I hope I’m not being too optimistic but it seems there are a few signs that the Bitburg issue may be turning . . .
9:25 p.m.: A statement to the press before boarding Marine I on our way to Bonn. We tried something new for jet lag. There is a six hour time change so we took off at 10 p.m. AF I Washington time, it was already 4 a.m. Wednesday in Bonn. The flight was seven hours and 25 minutes. We got on board and went right to bed. I won’t say we slept well but got a fair amount of shut eye. We also set our clocks to Bonn time, so in effect we were going to bed at 4 a.m. and due to arrive at 11:25 a.m. It worked. We were met by Ambassador and Mrs. Burns and Foreign Minister and Mrs. Genscher. Then we boarded Marine I and helicoptered to Schloss Gymnisch, the castle now used as a guest house by the German government. We had stayed there on our 1982 visit. . . .
As the time for my visit to the cemetery approached, the drumbeat of criticism got more and more strident, some of it implying that my refusal to cancel the trip proved I was anti-Semitic and pro-Nazi. No
one, I think, was more unhappy with my determination to go ahead with the visit—she’d call it stubbornness—than Nancy.

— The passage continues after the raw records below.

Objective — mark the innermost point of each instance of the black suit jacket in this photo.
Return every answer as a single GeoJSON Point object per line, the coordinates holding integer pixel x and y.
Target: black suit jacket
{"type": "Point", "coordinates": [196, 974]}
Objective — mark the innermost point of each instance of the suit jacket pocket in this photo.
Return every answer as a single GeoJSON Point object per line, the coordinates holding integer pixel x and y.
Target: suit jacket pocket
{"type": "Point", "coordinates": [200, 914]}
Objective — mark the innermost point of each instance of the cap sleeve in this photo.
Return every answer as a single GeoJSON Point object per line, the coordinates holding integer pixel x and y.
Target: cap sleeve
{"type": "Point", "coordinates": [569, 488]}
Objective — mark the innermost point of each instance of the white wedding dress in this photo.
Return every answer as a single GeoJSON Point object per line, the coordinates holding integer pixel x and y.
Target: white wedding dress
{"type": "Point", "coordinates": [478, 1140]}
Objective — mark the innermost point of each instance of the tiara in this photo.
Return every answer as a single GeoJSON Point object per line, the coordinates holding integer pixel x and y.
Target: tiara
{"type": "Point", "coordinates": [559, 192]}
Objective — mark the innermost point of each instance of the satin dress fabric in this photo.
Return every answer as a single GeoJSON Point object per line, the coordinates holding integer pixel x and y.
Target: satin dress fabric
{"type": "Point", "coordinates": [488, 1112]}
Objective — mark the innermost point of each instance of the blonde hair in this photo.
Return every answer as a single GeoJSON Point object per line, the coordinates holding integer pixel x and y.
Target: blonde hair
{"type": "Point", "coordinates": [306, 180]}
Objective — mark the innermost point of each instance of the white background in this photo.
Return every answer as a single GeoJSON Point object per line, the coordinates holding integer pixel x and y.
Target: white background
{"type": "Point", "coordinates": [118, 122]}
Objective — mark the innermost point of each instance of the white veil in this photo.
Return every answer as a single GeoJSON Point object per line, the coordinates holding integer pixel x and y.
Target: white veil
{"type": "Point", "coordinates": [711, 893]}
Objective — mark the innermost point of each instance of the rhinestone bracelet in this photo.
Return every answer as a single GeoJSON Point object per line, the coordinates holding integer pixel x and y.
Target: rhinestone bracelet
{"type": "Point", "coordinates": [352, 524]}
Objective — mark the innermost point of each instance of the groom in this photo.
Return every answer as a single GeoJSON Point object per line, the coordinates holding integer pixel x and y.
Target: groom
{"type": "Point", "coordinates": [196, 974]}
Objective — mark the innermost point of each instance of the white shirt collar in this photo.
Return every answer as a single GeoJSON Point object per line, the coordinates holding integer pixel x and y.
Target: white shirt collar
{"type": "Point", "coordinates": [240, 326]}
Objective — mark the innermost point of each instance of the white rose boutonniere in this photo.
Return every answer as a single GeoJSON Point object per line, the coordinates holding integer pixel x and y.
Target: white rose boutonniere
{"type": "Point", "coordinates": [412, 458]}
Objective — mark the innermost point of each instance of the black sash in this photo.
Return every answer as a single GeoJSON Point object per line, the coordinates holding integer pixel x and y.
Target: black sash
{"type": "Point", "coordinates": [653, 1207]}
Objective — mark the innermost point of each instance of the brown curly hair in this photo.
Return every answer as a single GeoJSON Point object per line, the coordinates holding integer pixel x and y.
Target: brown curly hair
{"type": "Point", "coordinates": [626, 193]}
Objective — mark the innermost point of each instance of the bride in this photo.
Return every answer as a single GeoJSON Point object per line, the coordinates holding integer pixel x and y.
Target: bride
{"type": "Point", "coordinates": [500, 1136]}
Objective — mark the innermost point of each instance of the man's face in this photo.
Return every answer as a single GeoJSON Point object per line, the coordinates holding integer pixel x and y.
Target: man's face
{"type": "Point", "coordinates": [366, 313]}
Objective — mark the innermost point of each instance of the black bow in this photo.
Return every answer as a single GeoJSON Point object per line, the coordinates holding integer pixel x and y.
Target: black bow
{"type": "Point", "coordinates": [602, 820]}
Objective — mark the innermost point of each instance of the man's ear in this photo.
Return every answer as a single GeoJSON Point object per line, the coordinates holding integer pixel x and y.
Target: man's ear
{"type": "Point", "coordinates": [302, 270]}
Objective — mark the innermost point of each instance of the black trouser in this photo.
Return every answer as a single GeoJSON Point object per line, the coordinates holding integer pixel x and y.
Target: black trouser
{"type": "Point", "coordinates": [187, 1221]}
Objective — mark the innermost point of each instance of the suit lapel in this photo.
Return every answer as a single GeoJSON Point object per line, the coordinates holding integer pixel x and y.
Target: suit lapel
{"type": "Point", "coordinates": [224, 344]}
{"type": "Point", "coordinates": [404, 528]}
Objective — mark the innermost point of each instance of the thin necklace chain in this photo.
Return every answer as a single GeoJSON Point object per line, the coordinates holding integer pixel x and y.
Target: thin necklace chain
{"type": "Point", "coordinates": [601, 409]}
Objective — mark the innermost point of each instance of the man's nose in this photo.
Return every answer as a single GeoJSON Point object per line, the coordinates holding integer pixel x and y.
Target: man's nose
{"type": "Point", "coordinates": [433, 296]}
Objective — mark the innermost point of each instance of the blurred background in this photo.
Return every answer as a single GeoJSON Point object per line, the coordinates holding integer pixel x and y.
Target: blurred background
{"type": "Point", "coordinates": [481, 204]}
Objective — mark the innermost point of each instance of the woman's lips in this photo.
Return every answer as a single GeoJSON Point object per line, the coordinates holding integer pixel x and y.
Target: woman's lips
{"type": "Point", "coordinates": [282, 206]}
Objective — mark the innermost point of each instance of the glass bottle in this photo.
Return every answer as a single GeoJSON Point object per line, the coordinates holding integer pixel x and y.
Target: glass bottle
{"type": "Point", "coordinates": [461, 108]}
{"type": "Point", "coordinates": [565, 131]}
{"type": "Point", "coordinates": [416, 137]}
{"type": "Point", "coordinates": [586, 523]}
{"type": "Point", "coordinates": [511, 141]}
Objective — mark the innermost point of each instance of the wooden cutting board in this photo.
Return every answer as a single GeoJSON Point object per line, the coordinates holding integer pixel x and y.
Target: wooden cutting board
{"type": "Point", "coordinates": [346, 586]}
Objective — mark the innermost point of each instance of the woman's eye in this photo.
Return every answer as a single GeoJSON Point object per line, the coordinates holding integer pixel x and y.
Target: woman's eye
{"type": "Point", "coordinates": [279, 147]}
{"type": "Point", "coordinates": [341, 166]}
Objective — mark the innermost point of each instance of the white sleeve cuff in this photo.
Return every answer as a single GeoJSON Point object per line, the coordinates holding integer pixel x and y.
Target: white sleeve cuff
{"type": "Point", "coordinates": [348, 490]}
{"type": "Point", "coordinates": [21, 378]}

Contrary to some of the speculation about her, Nancy only rarely tried to influence me when I was president. But on Bitburg, she let me know her opinion. She is not one to shout or be critical when she disagrees with me. Most of the time, she’ll just go over the points she believes in, perhaps during dinner, then say in her quiet voice something like: “Do you think it’s really a good idea for you to do that?” or “I don’t think I’d say that anymore if I were you. . . .” Whenever she speaks up like that, I know she’s trying to protect me; she isn’t trying to interfere with how I do my job, she just wants to keep me out of trouble.
I have always valued Nancy’s opinion and, frankly, I’m not sure a man could be a good president without a wife who is willing to express her opinions with the frankness that grows out of a solid marriage. In a good marriage, husband and wife are best friends; if you can’t trust your wife to be honest with you, whom can you trust? She’ll tell you things nobody else will, sometimes things you don’t want to hear, but isn’t that how it should be? I wouldn’t want a wife who sat across from me at dinner mentally disagreeing with me but afraid to speak up and express an opinion. No, Nancy was my best friend and I wanted to know how she felt.
She argued that my visit to the Bitburg cemetery would be offensive to Jews and make me look insensitive to those who had died in the Holocaust. I told her that once I’d accepted the invitation, I could not embarrass Helmut Kohl by canceling the visit. But that wasn’t the only reason I refused to cancel.
I didn’t think it was right to keep on punishing every German for the Holocaust, including generations not yet born in the time of Hitler. I don’t think all Germans deserve to bear the stigma for everything he did. As I mentioned earlier, during the last days of the war, I saw an Army Signal Corps film with searing images of German villagers being taken to death camps near their homes. They were discovering for the first time what Hitler had done. I knew that from the looks of sickening disbelief and disgust on their faces. A lot of Germans never knew what had happened until after the war. Meanwhile, the modern German government has attempted to come to grips with the horrors of Hitler’s monstrous crimes by keeping memories of them alive; it has turned former concentration camps into museums of death containing the most horrifying pictures you have ever seen, and encouraged German schoolchildren to visit the museums and look at the pictures.